Reviews

Our Country’s Good (tour – Eastbourne, Devonshire Park Theatre)

Editorial Staff

Editorial Staff

| |

20 April 2012

The Original Theatre Company, in association with Basingstoke’s Anvil Arts, is presenting Timberlake Wertenbaker’s award-winning tale of the theatrical antics of penal colonists in Botany Bay as part of this year’s Eastbourne Festival. Without a shadow of a doubt, it is a major highlight in the programme.

Set in 1788, the play tells the story of how criminals, who had been taken on the first fleet of ships to the new convict colony in Australia, came together to perform George Farquhar’s The Recruiting Officer. This sometimes brutal tale is brought to life by a superb company which shows just exactly how good an ensemble piece can be.

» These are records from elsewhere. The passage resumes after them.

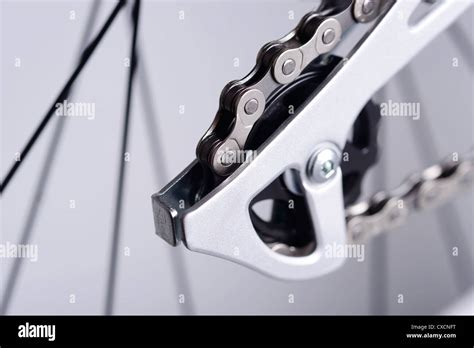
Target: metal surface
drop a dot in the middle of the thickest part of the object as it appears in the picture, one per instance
(366, 10)
(219, 223)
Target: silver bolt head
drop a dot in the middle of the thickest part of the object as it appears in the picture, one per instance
(368, 6)
(288, 66)
(323, 166)
(328, 36)
(251, 106)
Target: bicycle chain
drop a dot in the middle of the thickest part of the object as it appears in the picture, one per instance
(242, 102)
(424, 190)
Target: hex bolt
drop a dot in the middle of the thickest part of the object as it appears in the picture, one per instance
(288, 66)
(328, 36)
(368, 6)
(323, 164)
(251, 106)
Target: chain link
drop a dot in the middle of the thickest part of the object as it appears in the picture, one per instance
(424, 190)
(279, 62)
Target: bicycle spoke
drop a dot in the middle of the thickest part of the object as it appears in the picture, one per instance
(43, 181)
(63, 94)
(119, 195)
(156, 149)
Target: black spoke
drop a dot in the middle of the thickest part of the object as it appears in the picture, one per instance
(87, 53)
(42, 183)
(109, 303)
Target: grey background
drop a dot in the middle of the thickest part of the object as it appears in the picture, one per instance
(188, 62)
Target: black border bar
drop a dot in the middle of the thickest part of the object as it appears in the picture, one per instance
(262, 330)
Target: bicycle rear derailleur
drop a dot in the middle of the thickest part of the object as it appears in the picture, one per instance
(276, 171)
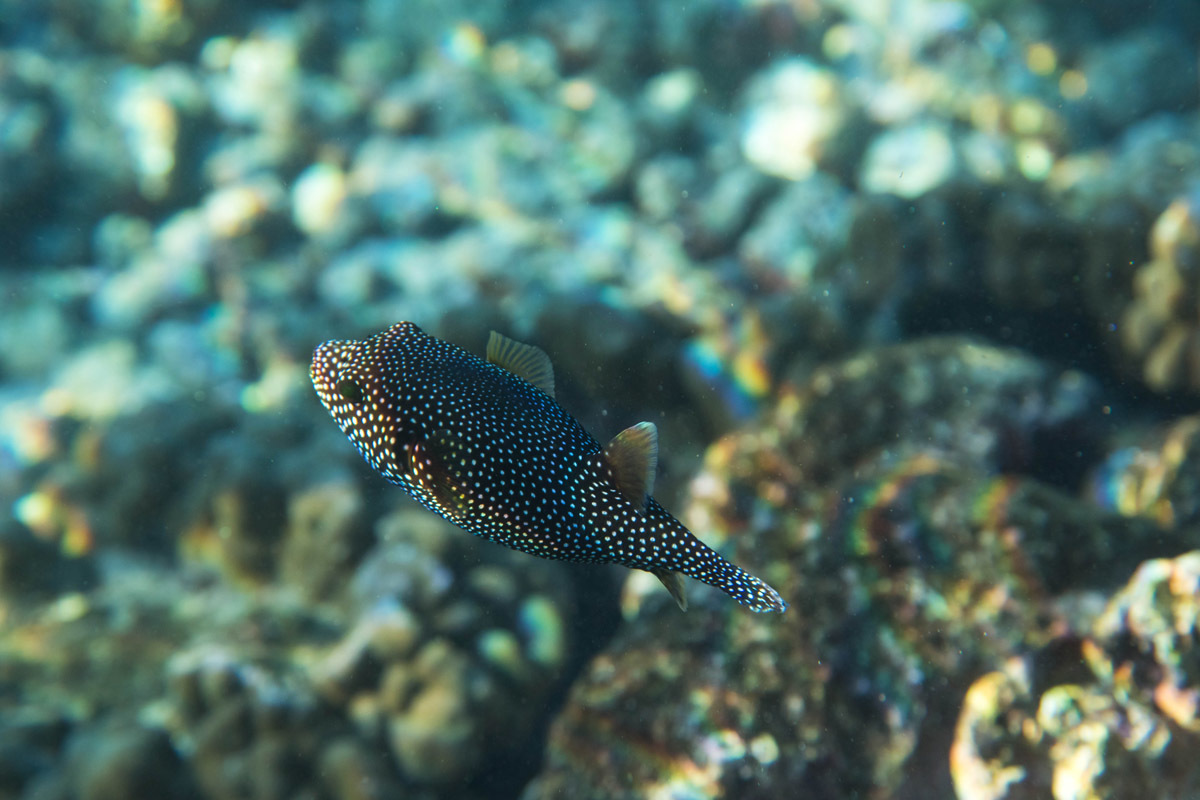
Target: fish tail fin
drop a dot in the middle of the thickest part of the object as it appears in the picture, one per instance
(749, 590)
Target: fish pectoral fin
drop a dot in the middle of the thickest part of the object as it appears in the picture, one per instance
(525, 361)
(633, 457)
(673, 582)
(431, 473)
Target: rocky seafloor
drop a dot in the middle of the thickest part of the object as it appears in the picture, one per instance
(911, 289)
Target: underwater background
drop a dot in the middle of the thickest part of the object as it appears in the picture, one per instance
(911, 290)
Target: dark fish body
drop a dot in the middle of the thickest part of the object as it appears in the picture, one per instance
(487, 447)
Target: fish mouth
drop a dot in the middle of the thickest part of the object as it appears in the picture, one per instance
(329, 364)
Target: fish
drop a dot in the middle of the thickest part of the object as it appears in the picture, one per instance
(484, 444)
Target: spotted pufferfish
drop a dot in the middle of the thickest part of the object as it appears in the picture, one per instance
(485, 445)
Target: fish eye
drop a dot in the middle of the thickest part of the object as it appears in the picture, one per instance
(349, 390)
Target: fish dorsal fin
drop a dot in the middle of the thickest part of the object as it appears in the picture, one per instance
(525, 361)
(633, 456)
(673, 582)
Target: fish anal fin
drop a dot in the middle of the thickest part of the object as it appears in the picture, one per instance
(525, 361)
(673, 582)
(633, 457)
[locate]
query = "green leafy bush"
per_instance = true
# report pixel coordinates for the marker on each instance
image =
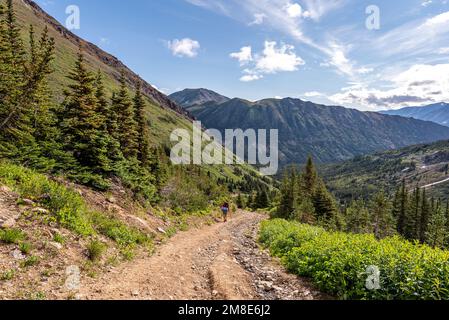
(25, 247)
(67, 205)
(338, 262)
(118, 231)
(11, 236)
(95, 250)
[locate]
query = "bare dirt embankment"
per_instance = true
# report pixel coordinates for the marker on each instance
(221, 261)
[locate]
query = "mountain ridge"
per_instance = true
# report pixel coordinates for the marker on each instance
(328, 133)
(437, 112)
(106, 58)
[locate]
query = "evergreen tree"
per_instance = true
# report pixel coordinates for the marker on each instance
(127, 126)
(416, 212)
(240, 202)
(400, 209)
(287, 194)
(382, 217)
(326, 210)
(24, 96)
(262, 200)
(15, 127)
(436, 234)
(425, 216)
(142, 127)
(82, 125)
(107, 125)
(358, 218)
(310, 177)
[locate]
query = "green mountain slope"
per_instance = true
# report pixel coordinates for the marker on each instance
(438, 113)
(189, 98)
(327, 133)
(420, 165)
(166, 115)
(163, 114)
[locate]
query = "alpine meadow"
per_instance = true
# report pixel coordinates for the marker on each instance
(247, 151)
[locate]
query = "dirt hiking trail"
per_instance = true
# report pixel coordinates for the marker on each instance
(222, 261)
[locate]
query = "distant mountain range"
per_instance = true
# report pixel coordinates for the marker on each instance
(438, 113)
(425, 165)
(328, 133)
(189, 98)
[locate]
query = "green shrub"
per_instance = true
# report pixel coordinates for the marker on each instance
(338, 262)
(59, 238)
(11, 236)
(7, 275)
(117, 230)
(65, 204)
(29, 262)
(95, 250)
(25, 247)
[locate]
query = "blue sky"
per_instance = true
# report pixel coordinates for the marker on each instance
(318, 50)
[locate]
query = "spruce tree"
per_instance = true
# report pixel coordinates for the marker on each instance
(425, 216)
(416, 212)
(240, 202)
(288, 194)
(142, 127)
(436, 234)
(326, 211)
(382, 217)
(82, 124)
(127, 126)
(107, 124)
(358, 218)
(262, 201)
(310, 177)
(400, 210)
(15, 128)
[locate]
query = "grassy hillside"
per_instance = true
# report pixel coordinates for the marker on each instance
(438, 113)
(163, 114)
(419, 165)
(342, 264)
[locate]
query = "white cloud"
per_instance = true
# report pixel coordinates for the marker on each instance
(278, 59)
(294, 10)
(243, 56)
(104, 41)
(259, 18)
(274, 14)
(319, 8)
(250, 77)
(443, 50)
(312, 94)
(271, 60)
(184, 48)
(416, 37)
(420, 84)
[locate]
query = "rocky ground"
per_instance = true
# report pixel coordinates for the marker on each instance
(212, 260)
(222, 261)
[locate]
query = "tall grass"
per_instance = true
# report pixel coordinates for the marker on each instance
(339, 262)
(66, 206)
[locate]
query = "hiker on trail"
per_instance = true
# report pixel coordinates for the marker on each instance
(225, 210)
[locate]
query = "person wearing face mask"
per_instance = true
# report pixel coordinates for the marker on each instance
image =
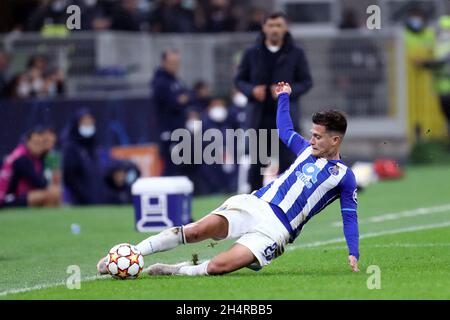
(22, 180)
(50, 18)
(80, 163)
(423, 104)
(170, 98)
(275, 57)
(221, 176)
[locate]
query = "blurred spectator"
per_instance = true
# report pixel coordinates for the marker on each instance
(357, 68)
(171, 99)
(4, 66)
(37, 81)
(127, 17)
(50, 18)
(50, 157)
(219, 15)
(256, 17)
(81, 165)
(200, 96)
(53, 83)
(22, 181)
(119, 177)
(173, 16)
(94, 15)
(273, 58)
(219, 177)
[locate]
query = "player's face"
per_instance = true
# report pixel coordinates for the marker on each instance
(275, 29)
(322, 142)
(36, 144)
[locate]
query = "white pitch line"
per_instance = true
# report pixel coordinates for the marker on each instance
(392, 245)
(403, 214)
(294, 247)
(45, 286)
(371, 235)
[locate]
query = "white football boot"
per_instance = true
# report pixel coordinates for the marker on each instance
(101, 266)
(159, 269)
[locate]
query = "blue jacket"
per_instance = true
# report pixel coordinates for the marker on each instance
(81, 165)
(166, 89)
(256, 68)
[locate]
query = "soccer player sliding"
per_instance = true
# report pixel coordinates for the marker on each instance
(270, 218)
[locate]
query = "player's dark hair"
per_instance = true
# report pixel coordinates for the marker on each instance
(37, 129)
(274, 15)
(332, 120)
(166, 53)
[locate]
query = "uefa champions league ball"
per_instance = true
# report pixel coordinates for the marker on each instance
(124, 261)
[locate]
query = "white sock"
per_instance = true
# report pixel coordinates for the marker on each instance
(163, 241)
(198, 270)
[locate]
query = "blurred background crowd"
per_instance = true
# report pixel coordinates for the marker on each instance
(86, 112)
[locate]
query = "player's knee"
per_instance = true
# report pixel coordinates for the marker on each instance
(194, 232)
(217, 267)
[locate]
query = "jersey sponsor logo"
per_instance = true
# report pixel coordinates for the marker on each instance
(309, 174)
(273, 251)
(334, 170)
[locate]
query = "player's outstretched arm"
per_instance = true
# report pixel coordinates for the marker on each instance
(290, 138)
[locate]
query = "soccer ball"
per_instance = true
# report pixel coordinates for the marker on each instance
(124, 261)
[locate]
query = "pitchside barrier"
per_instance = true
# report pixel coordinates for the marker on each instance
(162, 202)
(360, 72)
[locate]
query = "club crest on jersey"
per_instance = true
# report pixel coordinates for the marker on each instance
(334, 170)
(308, 175)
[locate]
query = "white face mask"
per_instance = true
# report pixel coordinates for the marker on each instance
(23, 90)
(38, 85)
(218, 113)
(240, 100)
(193, 125)
(86, 131)
(273, 49)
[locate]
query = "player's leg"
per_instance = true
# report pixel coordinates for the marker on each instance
(237, 257)
(211, 226)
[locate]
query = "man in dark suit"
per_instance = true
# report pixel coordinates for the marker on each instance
(273, 58)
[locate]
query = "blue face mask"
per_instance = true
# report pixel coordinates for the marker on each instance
(415, 23)
(86, 131)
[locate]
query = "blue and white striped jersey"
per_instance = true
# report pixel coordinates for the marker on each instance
(310, 184)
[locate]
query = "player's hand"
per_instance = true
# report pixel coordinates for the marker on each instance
(183, 98)
(259, 93)
(353, 262)
(283, 87)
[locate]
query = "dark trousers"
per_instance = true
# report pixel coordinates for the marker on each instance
(286, 158)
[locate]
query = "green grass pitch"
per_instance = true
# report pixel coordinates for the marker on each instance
(404, 227)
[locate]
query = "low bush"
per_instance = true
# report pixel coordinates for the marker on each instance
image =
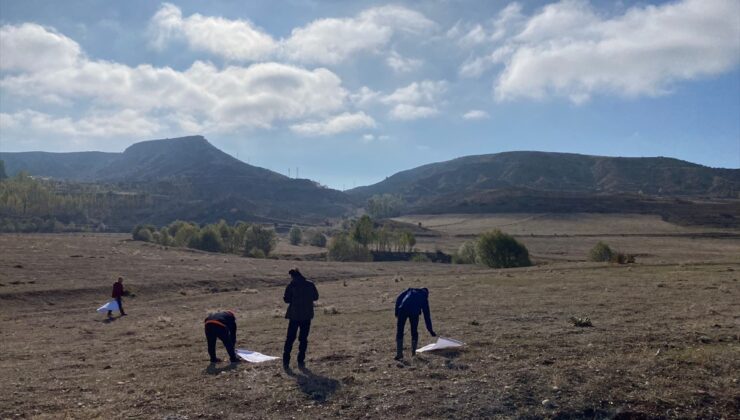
(600, 253)
(497, 249)
(295, 236)
(344, 248)
(466, 254)
(418, 257)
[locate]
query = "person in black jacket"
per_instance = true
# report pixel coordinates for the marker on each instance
(221, 325)
(409, 305)
(300, 295)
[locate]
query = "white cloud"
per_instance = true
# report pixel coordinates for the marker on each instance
(408, 112)
(323, 41)
(335, 125)
(476, 114)
(29, 123)
(231, 39)
(31, 47)
(399, 64)
(201, 97)
(418, 92)
(569, 50)
(415, 101)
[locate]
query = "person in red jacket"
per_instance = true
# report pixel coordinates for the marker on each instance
(117, 294)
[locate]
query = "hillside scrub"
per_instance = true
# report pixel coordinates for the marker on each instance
(318, 239)
(600, 253)
(343, 248)
(241, 238)
(467, 253)
(497, 249)
(384, 206)
(295, 235)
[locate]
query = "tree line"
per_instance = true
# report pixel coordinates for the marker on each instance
(252, 240)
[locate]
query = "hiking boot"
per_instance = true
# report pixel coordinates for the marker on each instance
(399, 350)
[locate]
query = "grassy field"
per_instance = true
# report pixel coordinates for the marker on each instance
(665, 340)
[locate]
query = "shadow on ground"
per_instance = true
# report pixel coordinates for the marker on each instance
(317, 387)
(212, 369)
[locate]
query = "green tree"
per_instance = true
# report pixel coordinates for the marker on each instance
(260, 238)
(295, 235)
(500, 250)
(209, 240)
(466, 254)
(317, 239)
(600, 252)
(343, 248)
(384, 206)
(363, 231)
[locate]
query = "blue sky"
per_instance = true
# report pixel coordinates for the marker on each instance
(352, 92)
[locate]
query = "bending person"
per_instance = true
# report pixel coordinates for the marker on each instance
(221, 325)
(300, 295)
(409, 305)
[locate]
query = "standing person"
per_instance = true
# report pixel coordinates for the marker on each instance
(409, 305)
(300, 295)
(221, 325)
(117, 294)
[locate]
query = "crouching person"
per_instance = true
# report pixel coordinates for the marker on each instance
(409, 305)
(222, 326)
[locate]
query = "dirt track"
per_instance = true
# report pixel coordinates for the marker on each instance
(665, 341)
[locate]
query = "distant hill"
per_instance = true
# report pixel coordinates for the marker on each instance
(557, 172)
(516, 182)
(188, 178)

Aden Gillet, in one of the two major roles he takes in the show, plays Captain Arthur Phillip, the Governor-in-Chief of New South Wales. It is he who sanctions the staging of the play-within-a-play, with Christopher Harper taking the role of Second Lieutenant Ralph Clark, the director of the piece.

With a cast of just ten people to play all 22 roles, there’s a great deal of coat and hat changing but, as a shining testament to some brilliant performances, every character is portrayed with both depth and personality. Actors playing officers create brand-new personae as convicts with consummate ease and, although a little overwhelming in the first couple of scenes, it works well.

Playing both the evil Major Robbie Ross and hangman Ketch Freeman, Adam Best is a delight to watch. He brings both characters to life so well that, when he is bullying the convicts, he is very easy to despise but, in the very next scene, when he is telling one of the convicts how he wants to hang them without hurting them unnecessarily, he is so tender that tears almost flow.

Other notable performances come from Phillip Whitchurch, who delivers a brilliant portrayal of the apparently schizophrenic Midshipman Harry Brewe, Seun Shote, as the mysterious Aboriginal Australian who reappears throughout the piece and Emma Gregory who, at the beginning of Act Two, delivers a fantastic monologue in 18th century criminal slang (which was surprisingly understandable) and who also displays a defiant dignity when accused of a crime she didn’t commit.

Whether this piece is seen as an historical tale of convicts in Australia, or a poignant question about the value of prisoner rehabilitation, it is certainly superb production with passion, emotion and a lot of folk singing.